Dealing with young non-diabetics
28 June, 2012 in Living with diabetes
As you’ll be able to tell from the tortured headline above I’ve recently been dealing with young non-diabetics. As I don’t have children I don’t often come into contact with the youth of today, so it’s an unusual experience for me.
However recently my niece and nephew (aged six and three respectively) have been over for a nice long stay from the United States where they reside for 48 weeks of the year. Before they arrived I had been thinking about the best way of covering the exciting topic of diabetes – should it come up. After all, using a pump or testing your blood glucose is quite a visible thing. And as we all know kids are always looking at things and asking questions – some people call this a natural inquisitiveness, I just call it downright nosey.

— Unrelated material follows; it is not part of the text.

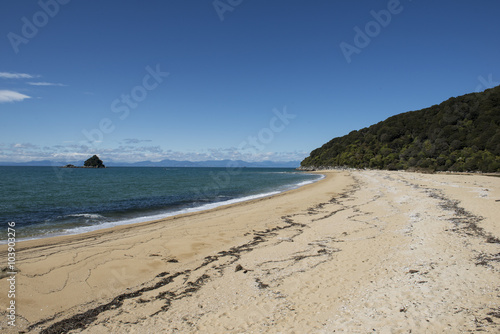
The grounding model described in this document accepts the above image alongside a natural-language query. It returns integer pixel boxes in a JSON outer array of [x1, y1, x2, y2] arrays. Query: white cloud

However, the topic didn’t really come up; despite some issues. For example, I took my niece (the six year old) to “Robin Hood and Little John Archery” or something equally cheesy. Unfortunately this coincided with a nasty hypo where I got down to about 2.5.
Despite the low BG I distracted the niece – “Look! A pink, sparkly unicorn!” – while I tested my BG and shoved a load of Lucozade tablets down my neck. Five minutes later all was fine and the niece was non-the-wiser. We then went on to fire a load of arrows all round the place – which was enormously fun and dangerous! Woo hoo!
A few days later the nephew briefly noticed my pump’s infusion set while I was bolusing for something. “What’s that?” He asked. “It’s an infusion set” I replied. This, perhaps surprisingly, seemed to entirely satisfy him and the matter was dropped. So much for that natural inquisitiveness I keep hearing about.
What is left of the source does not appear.